25 aprile 2024
Aggiornato 04:00
MotoGP

Il dottor Costa e il Dottore Valentino Rossi: sette anni dopo la lite, ecco le scuse

Claudio, fondatore della clinica mobile e per quasi quarant'anni medico angelo custode dei piloti del Motomondiale, racconta il retroscena del suo litigio con il nove volte iridato, dopo il suo infortunio del 2010 al Mugello. E rivela di sentirsi in colpa per come si comportò a quell'epoca

Il dottor Claudio Costa, fondatore della clinica mobile, abbraccia Valentino Rossi
Il dottor Claudio Costa, fondatore della clinica mobile, abbraccia Valentino Rossi Foto: ANSA

ROMA – Valentino Rossi da una parte, il dottor Claudio Costa dall'altra. Due italiani, due miti del motociclismo, ciascuno a suo modo. Il primo la storia delle due ruote, infatti, l'ha scritta in sella, il secondo nelle sale della clinica mobile, che lui stesso ha fondato, e grazie alla quale nel corso dei suoi quasi quarant'anni di attività (prima di cedere il testimone a Michele Zasa) ha salvato la salute e spesso la vita di molti piloti. Eppure, i rapporti tra questi due famosi connazionali del Motomondiale sono tesi ormai da anni: per la precisione dal Gran Premio del Mugello 2010, quando il fenomeno di Tavullia fu costretto a dare forfait dalla sua gara di casa per una frattura scomposta di tibia e perone rimediata nelle prove del venerdì. «Io con Valentino è un po’ che non parlo – è il retroscena raccontato da Costa nel corso dell'ultima puntata di Paddock – L’ho sempre aiutato, ho fatto delle cose magnifiche con lui. Quando aveva una spalla malandata e io lo preparai per Le Mans, fece la pole e arrivò secondo a pochi millesimi da Lorenzo. Al Mugello pensavo di giocarmi la carta vincente e vederlo sul podio... Ma mi disse che gli era stato confessato che le mie terapie potevano aggravare la sua situazione e che sarebbe stato costretto ad operarsi a fine stagione. A quel punto gli dissi che io non ho mai fatto niente per aggravare le situazioni di ogni pilota. Lui sa quante volte sono riuscito a farlo montare sulla moto anche in condizioni difficili, con la febbre sopra i 40, o quando a suo padre dopo l’incidente dissero che non avrebbe potuto più correre per un trauma cranico: invece io lo portai a correre in Indonesia e fece primo. Gli dissi che se lui pensava una cosa del genere offendeva la clinica mobile dove era stato fatto di tutto e di più per curare i piloti, per cui non volevo che ci entrasse più. Il giorno dopo quando lui si ruppe la gamba lo curai io e gli altri si presero il merito».

Mano tesa
Le parole di Valentino Rossi, insomma, all'epoca parvero irrispettose verso il prezioso e duro lavoro compiuto dal medico e dalla sua struttura.

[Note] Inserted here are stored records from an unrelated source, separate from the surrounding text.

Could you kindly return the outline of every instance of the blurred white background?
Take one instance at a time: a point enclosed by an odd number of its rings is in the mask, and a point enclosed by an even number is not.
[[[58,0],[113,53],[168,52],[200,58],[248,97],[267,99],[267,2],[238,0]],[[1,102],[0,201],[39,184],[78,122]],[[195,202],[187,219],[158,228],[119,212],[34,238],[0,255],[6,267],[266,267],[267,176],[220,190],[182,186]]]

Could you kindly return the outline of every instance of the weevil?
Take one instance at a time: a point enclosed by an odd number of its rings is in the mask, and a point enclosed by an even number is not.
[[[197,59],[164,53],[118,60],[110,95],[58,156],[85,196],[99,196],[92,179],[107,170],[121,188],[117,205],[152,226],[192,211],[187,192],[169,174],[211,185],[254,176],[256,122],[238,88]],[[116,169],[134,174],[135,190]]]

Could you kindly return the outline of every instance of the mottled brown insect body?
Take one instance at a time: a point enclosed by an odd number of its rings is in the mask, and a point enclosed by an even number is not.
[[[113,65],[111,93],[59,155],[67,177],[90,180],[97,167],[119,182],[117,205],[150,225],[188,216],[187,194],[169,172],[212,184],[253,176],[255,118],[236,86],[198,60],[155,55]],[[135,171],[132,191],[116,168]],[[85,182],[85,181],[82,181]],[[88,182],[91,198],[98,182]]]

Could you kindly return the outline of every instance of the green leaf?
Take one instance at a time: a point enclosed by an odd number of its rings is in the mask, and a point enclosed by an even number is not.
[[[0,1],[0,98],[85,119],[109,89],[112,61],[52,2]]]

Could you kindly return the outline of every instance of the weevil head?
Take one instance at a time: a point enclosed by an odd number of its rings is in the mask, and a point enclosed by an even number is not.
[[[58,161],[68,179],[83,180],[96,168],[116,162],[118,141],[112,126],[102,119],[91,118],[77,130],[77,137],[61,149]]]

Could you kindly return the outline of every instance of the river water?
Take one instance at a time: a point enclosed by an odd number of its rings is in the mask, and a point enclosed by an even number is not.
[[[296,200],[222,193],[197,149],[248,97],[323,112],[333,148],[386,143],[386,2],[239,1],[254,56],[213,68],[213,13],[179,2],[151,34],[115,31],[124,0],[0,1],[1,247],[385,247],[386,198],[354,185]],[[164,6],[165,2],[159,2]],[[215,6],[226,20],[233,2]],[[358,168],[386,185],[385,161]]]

Eppure, a sette anni di distanza, ora è lo stesso dottor Costa a sentirsi in colpa per il suo comportamento, che a suo dire non tenne conto dei legittimi dubbi del campione: «Nel libro dedicato a Marquez ho chiesto scusa a Valentino perché da medico avrei dovuto accettare questo suo dubbio, cercare di comprenderlo, facendogli capire che non avrei mai fatto nulla di male contro di lui, se non cercare di rimetterlo in piedi per fargli vincere la gara e il campionato del mondo. Quando alla fine dell’anno si operò lo stesso mi aspettavo che venisse da me, ma non lo fece. Io reagii in nome di tutto quello che era stato fatto nella clinica, ma questo mi fece perdere di vista il mio obiettivo primario: aiutare sempre ogni pilota, in ogni situazione. Per questo gli ho chiesto scusa: sono io ad aver sbagliato, pur essendo stato provocato». Nonostante i passati litigi, comunque, non è mai davvero venuta meno la stima del chirurgo verso il nove volte iridato, che lui definisce come un eterno ragazzino: «Questo suo modo di evocare il talento quasi dandogli un aspetto ludico è quello che piace a tutti. Il fanciullo fa parte di tutti noi, ma ce lo dimentichiamo, mentre Valentino gli è rimasto legato e proprio questo, paradossalmente, è ciò lo rende grande, geniale, mitico. E potrà continuare ad esserlo fin quando vorrà».